We Answer Your Important FAQs About When to Get a Mammogram
Regular mammograms play a crucial role in the early detection and prevention of breast cancer, potentially saving lives. This is why we want to make it as convenient as possible for you to get one. Because we offer 3D mammography services, you can schedule your mammogram for the same time you have your annual exam. But many women have questions about when to get a mammogram or how to prepare for one.
We’ll tackle your frequently asked questions about when to get a mammogram, why they are important, and at what age you should start having them.
What Is a Mammogram?
A mammogram is a specialized X-ray imaging technique used to examine breast tissue for any signs of abnormalities or potential cancerous growths.
We use state-of-the-the art 3D mammography. A 3D mammogram obtains an estimated 300 images that allow radiologists to have a better view of the breast tissue. (You can review the differences between a 2D and a 3D mammogram in our earlier blog article.)
When To Get a Mammogram: When Should I Start?
The American Cancer Society (ACS) recommends that women with an average risk of breast cancer should start having annual mammograms at the age of 40. However, there are several other considerations that are important to mention. If you have a family history of breast cancer or if you’ve had breast cancer in the past, you may need to start having a mammogram earlier.
When to get a mammogram also hinges on whether or not you’re exhibiting symptoms.
How Often Should I Have a Mammogram?
Understanding when to get a mammogram is only part of the picture: You must also consider how often you should be screened. We follow the guidelines of the American College of Obstetricians and Gynecologists, which indicates that:
Women at average risk should start mammograms at age 40 and continue every 1 to 2 years until age 75.
Are There Any Risks Associated With Mammograms?
Mammograms use extremely low doses of radiation, and the benefits of early detection far outweigh any minimal risks.
What If I Have a Family History of Breast Cancer?
As we’ve mentioned earlier, a history of breast cancer is an important factor when deciding when to get a mammogram. Talk to us and we can provide guidance on how often you may need a screening. In addition, you may need other screening methods such as a breast MRI. We may even suggest genetic testing.
Can I Get a Mammogram While Breastfeeding or Pregnant?
Because mammograms do use a small dose of radiation, they are not recommended when you’re pregnant or breastfeeding. Mammograms can be resumed six months after you finish breastfeeding.
When Should I Get My First Mammogram?
A lot of this hinges upon your personal health history. When deciding when to get a mammogram, we consider factors such as:
- Your age
- Your health
- Your family’s health history
- Any breast abnormalities or previous cancer
If you have an average risk, then the American College of Obstetricians and Gynecologists guidelines state that you should begin having mammograms at age 40 if you are of average risk.
Can You Get a Mammogram at 30?
According to the Yale School of Medicine, most breast cancers that are detected during regular mammography screening are in women who are age 50 and older.
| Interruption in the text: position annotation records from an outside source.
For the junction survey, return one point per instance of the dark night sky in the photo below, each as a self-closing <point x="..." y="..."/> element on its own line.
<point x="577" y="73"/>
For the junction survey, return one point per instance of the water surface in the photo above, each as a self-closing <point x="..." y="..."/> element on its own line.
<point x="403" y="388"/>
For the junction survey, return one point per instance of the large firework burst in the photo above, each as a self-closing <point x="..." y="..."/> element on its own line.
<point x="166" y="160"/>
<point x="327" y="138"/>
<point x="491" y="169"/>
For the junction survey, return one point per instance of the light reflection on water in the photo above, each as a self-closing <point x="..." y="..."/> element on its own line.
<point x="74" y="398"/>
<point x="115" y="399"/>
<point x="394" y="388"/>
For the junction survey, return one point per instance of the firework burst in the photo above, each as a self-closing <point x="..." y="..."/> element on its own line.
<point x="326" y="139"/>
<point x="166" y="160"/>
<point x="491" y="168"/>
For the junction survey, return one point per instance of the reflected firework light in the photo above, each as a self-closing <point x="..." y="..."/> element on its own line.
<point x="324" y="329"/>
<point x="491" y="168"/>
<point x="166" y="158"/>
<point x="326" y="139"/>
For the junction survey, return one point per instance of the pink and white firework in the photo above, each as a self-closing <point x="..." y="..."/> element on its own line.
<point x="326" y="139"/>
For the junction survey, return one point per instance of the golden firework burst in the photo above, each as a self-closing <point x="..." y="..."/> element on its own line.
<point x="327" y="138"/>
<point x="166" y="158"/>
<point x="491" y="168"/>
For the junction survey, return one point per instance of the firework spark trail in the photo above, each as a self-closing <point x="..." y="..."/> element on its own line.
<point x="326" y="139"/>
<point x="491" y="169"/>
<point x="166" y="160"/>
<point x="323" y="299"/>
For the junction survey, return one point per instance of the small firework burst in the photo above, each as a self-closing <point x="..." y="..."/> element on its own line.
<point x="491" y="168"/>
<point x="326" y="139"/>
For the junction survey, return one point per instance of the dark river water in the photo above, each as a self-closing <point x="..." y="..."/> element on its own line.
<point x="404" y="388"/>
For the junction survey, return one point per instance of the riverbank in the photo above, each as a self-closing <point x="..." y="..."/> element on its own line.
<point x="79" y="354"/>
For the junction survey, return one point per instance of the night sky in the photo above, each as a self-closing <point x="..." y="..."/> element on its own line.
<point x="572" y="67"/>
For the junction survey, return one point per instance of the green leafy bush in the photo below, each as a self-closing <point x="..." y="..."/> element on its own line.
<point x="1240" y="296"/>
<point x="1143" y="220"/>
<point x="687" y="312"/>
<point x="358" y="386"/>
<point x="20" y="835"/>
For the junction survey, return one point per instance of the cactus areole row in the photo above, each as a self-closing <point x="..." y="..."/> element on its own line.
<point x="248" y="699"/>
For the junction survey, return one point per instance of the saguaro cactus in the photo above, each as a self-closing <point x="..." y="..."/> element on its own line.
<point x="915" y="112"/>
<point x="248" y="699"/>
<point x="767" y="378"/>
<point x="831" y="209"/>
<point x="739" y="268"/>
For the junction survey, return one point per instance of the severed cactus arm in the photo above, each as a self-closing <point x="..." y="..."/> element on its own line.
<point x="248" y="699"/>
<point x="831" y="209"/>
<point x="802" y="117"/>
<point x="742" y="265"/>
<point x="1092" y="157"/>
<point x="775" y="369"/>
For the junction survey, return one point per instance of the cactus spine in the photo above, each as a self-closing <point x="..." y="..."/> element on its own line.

For that reason, women under 40 are considered too young to start annual screenings.
However, there are a few exceptions: If you have physical symptoms, if you’ve found a mass in your breast, breast changes, or you have a genetic mutation, then screening may be appropriate—even at age 30.
How Do I Prepare for a Mammogram?
Before your mammogram, avoid using deodorants, antiperspirants, lotions, or powders on your underarms or breasts. These products can interfere with mammogram images. You may also wish to wear a two-piece outfit for ease of undressing during the procedure.
Questions About When to Get a Mammogram Screening? Just Ask Us!
Regular mammograms are a crucial component of maintaining breast health and detecting breast cancer early. The age at which you should start getting mammograms and the frequency of screenings may vary based on individual risk factors and family history.
We’ve based our practice philosophy on caring for much more than your gynecological health—we want you to be healthy in every aspect of your life. For decades, we’ve provided compassionate, comprehensive care as gynecologists in Raleigh.
We’ve also been recognized for clinical excellence by the National Committee for Quality Assurance. In addition, we’re also certified through the Blue Quality Physician Program by Blue Cross and Blue Shield.